Now, I mentioned "bleak" last time but that wouldn't have fit in this case. However, there is a fine expression in German for this kind of cold, klirrende Kälte.

Translated into English you have something like "freezing cold" or "biting cold" but klirrende Kälte has much more going for it. First of all, there are the alliterative Ks which lend each word an onomatopoeic "crack" and then the double R in klirrende which, if you roll them slightly, elicit a similar effect to the universal human vocalisation for cold "brrrrr!!"

Klirrend normally means "clashing/clattering" so it also gives the cold an acoustic value - the coldness of crystal shattering on a cold stone floor - I suppose "clattering cold" or "jangling cold" would sort of approximate it, if we said that, but we don't. And anyway, klirrend even has something slippery and skiddy about it when you pronounce it; your tongue slithers from the front of your mouth to the back and then forward to your teeth again...

So, great descriptive expression, "klirrende Kälte".

As far as I am concerned though, to be rather more Saxon about this, this cold weather can fuck off!!

Saturday, February 04, 2012

Bleak, bleak, bleakity bleak. If ever there was a morning which defined bleak then this was it out in the railway-bus exchange suburb Feldmoching...a thin layer of evil snow, leafless, lifeless puny newly planted trees, white tower blocks with feeble early-morning lights dimly glowing through some of the windows, cloudy anonymous sky, cold air...well, not just cold, more like fucking freezing air... -15°C and a little whiplash of wind to chill that minus 15 to minus goodness knows what...

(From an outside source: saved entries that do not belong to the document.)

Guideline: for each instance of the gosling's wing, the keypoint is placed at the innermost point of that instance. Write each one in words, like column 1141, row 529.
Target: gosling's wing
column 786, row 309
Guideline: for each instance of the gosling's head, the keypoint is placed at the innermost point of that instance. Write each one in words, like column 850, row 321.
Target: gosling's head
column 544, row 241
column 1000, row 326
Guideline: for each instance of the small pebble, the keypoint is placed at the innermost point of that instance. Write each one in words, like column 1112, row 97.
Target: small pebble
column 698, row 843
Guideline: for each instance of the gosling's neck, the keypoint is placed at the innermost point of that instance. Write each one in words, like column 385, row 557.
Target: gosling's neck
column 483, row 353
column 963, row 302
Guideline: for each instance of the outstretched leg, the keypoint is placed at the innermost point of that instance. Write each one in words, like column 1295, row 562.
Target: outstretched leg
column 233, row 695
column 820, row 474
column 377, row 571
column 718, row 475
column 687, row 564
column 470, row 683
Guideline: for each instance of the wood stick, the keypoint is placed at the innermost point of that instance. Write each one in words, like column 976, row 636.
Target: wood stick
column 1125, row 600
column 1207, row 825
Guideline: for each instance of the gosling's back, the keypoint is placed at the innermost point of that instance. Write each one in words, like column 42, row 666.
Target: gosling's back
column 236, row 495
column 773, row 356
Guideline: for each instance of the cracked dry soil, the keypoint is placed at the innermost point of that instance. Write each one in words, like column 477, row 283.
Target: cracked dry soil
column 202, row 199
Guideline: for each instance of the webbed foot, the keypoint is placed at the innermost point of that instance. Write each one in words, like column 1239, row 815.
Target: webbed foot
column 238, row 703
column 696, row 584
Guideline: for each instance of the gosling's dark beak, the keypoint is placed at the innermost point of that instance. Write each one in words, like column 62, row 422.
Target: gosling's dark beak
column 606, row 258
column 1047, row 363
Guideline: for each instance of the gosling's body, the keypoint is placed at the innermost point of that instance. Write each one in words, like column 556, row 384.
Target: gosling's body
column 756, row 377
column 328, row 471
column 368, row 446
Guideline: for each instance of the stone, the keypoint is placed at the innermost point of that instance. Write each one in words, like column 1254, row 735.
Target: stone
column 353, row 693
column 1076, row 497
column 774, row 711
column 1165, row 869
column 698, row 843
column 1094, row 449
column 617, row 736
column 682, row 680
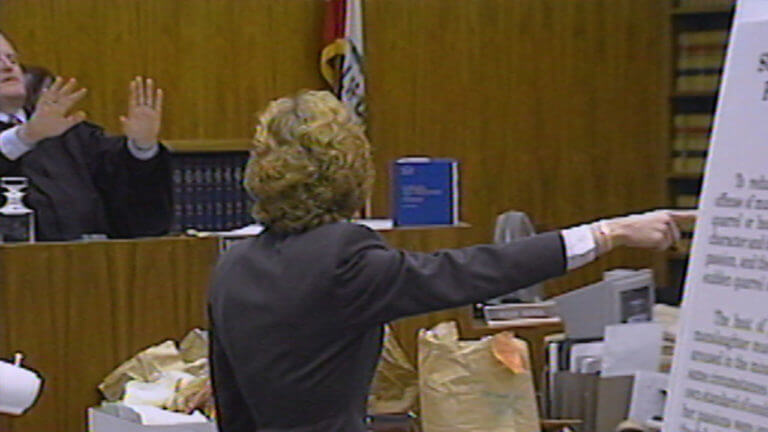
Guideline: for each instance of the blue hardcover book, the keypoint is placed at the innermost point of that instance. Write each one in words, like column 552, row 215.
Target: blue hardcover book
column 425, row 191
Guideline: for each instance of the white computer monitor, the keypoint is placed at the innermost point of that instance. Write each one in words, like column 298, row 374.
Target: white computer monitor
column 623, row 296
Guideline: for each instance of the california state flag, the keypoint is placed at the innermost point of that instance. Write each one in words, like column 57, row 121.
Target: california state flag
column 342, row 59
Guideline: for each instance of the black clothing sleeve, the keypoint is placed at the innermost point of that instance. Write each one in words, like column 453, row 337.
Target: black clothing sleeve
column 236, row 416
column 376, row 283
column 7, row 166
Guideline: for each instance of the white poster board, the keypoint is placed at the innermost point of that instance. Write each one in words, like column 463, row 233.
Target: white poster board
column 719, row 377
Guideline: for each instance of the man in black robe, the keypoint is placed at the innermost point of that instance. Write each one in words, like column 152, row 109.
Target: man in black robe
column 82, row 181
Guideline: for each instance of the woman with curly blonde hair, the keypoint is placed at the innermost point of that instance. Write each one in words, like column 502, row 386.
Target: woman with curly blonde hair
column 311, row 164
column 297, row 312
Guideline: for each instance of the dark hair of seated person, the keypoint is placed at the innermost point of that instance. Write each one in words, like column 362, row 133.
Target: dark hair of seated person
column 36, row 79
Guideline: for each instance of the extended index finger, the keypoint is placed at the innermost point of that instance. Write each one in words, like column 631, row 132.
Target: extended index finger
column 683, row 216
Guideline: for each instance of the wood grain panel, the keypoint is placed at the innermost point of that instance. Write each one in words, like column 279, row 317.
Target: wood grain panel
column 219, row 61
column 551, row 106
column 80, row 309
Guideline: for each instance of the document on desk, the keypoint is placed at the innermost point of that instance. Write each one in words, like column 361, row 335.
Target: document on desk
column 719, row 378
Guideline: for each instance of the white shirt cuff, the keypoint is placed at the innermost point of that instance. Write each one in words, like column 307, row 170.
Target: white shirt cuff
column 142, row 153
column 10, row 144
column 580, row 246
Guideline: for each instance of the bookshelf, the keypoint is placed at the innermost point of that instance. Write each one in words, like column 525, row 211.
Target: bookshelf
column 699, row 37
column 207, row 174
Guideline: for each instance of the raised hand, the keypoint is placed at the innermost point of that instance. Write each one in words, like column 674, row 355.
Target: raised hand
column 51, row 116
column 145, row 110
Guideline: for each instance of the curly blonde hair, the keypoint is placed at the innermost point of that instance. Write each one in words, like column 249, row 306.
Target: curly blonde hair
column 311, row 163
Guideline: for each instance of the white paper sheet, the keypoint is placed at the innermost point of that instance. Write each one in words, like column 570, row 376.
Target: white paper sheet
column 629, row 348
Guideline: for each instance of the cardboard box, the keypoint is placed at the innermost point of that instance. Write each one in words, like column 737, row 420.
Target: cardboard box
column 101, row 421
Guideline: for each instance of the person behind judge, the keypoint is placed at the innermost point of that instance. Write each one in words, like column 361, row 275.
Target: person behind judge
column 36, row 80
column 82, row 181
column 297, row 312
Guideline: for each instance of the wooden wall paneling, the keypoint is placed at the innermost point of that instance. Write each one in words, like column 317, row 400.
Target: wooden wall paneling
column 551, row 107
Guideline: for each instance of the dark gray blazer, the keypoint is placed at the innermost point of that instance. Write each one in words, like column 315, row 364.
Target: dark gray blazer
column 297, row 319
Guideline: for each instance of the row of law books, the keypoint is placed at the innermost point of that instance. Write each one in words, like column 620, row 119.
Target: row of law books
column 691, row 132
column 208, row 192
column 700, row 60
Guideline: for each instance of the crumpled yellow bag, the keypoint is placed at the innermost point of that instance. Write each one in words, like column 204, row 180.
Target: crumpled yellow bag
column 471, row 386
column 395, row 386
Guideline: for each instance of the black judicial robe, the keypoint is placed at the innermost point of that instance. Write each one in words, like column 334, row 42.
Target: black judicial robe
column 85, row 182
column 296, row 320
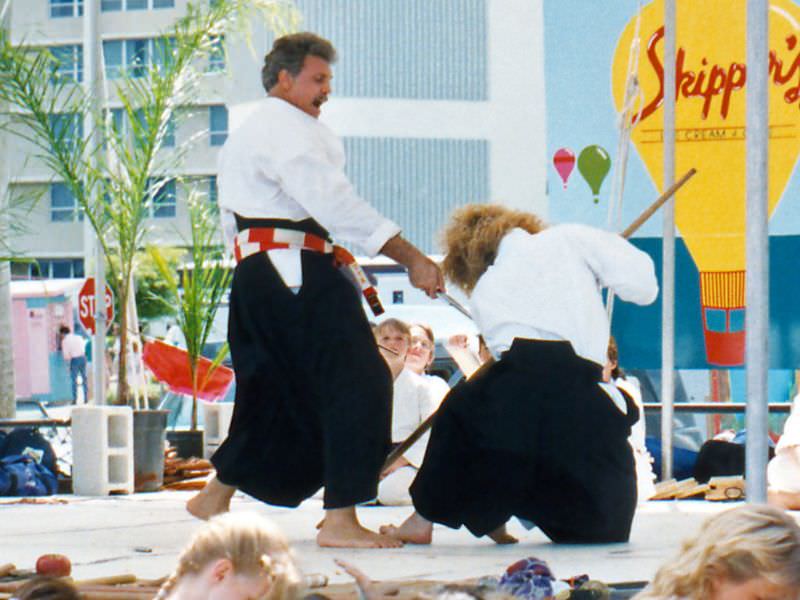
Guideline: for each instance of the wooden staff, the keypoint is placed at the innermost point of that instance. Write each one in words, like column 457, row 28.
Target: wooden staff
column 403, row 446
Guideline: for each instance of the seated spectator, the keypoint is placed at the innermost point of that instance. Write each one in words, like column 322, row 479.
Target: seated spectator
column 420, row 358
column 235, row 557
column 751, row 552
column 783, row 471
column 644, row 462
column 414, row 401
column 47, row 588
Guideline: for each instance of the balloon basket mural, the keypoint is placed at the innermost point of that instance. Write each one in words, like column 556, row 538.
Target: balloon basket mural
column 723, row 306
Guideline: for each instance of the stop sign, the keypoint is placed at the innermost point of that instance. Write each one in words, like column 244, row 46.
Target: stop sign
column 86, row 307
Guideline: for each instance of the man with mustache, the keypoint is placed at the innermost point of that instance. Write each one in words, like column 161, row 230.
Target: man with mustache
column 313, row 396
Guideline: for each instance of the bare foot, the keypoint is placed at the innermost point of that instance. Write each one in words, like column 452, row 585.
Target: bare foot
column 786, row 500
column 341, row 529
column 414, row 530
column 501, row 536
column 212, row 500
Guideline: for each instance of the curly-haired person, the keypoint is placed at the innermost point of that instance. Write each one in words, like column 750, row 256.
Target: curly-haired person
column 533, row 434
column 750, row 552
column 235, row 557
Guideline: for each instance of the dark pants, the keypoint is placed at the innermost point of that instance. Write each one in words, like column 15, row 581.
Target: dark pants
column 313, row 395
column 532, row 436
column 77, row 366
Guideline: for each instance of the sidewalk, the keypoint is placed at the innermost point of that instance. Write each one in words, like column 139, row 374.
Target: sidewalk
column 143, row 534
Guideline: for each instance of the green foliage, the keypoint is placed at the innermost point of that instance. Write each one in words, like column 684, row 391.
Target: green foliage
column 115, row 173
column 154, row 297
column 200, row 286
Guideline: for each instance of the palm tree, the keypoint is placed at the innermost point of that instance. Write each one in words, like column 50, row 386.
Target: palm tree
column 204, row 281
column 121, row 189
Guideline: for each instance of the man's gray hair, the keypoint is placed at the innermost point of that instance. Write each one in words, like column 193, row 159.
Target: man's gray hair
column 289, row 52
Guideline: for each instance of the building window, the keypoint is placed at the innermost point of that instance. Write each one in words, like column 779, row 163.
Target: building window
column 218, row 124
column 63, row 205
column 163, row 205
column 117, row 5
column 412, row 40
column 213, row 190
column 60, row 9
column 121, row 125
column 68, row 62
column 113, row 51
column 168, row 141
column 135, row 57
column 68, row 128
column 216, row 58
column 47, row 268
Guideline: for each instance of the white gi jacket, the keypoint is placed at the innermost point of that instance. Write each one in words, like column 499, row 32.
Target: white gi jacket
column 282, row 163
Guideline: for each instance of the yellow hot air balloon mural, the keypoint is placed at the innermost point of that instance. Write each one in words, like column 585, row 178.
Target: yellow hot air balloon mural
column 711, row 76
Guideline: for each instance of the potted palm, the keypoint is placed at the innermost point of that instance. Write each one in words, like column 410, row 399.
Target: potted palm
column 115, row 165
column 201, row 285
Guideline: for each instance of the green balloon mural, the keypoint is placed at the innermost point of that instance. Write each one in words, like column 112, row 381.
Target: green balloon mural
column 594, row 164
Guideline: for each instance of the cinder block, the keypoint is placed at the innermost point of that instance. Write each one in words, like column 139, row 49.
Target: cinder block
column 216, row 420
column 102, row 450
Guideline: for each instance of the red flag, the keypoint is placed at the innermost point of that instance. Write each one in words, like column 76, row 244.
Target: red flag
column 170, row 365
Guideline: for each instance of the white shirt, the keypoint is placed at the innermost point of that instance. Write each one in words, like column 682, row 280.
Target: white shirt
column 547, row 286
column 282, row 163
column 415, row 399
column 73, row 346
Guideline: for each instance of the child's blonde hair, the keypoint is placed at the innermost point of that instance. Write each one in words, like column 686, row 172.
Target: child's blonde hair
column 740, row 544
column 255, row 547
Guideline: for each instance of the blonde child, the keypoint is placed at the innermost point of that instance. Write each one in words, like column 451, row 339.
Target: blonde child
column 751, row 552
column 234, row 557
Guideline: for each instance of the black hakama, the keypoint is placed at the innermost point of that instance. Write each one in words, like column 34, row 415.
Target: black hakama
column 313, row 394
column 532, row 436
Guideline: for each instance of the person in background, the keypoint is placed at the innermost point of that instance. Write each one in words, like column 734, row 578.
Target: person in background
column 73, row 349
column 751, row 552
column 414, row 400
column 420, row 358
column 783, row 470
column 313, row 396
column 47, row 588
column 235, row 557
column 612, row 373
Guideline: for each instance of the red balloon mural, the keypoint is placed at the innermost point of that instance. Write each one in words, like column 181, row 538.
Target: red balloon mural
column 564, row 162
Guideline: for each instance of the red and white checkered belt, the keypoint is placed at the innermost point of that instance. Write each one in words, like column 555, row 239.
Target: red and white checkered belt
column 261, row 239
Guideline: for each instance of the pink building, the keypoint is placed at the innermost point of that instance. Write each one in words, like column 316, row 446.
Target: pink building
column 39, row 308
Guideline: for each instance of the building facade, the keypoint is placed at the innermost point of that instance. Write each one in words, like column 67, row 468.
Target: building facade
column 439, row 103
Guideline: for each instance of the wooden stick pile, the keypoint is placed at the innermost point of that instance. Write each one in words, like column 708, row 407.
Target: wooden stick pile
column 114, row 587
column 184, row 473
column 717, row 488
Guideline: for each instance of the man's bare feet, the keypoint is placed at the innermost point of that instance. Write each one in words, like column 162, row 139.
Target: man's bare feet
column 341, row 529
column 212, row 500
column 786, row 500
column 414, row 530
column 501, row 536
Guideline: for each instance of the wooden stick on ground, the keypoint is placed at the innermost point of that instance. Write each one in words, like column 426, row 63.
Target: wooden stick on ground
column 403, row 447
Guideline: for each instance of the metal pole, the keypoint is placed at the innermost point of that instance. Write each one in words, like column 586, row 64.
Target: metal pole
column 8, row 403
column 668, row 248
column 91, row 49
column 757, row 277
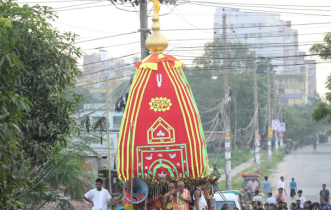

Bleak is a good word though; only 5 letters but so evocative...it's a good-value word - there's a whole load packed into that one little syllable.

If you're British and a product of my generation, or one before or after, you probably made the acquaintance of bleak in the Xmas carol "In the Bleak Midwinter" when "frosty wind made moan, earth stood hard as iron, water like a stone..." Aye, that's bleak alright...and made tangible at 7.00 in the morning by a little insignificant suburb in Deepest Bavaria.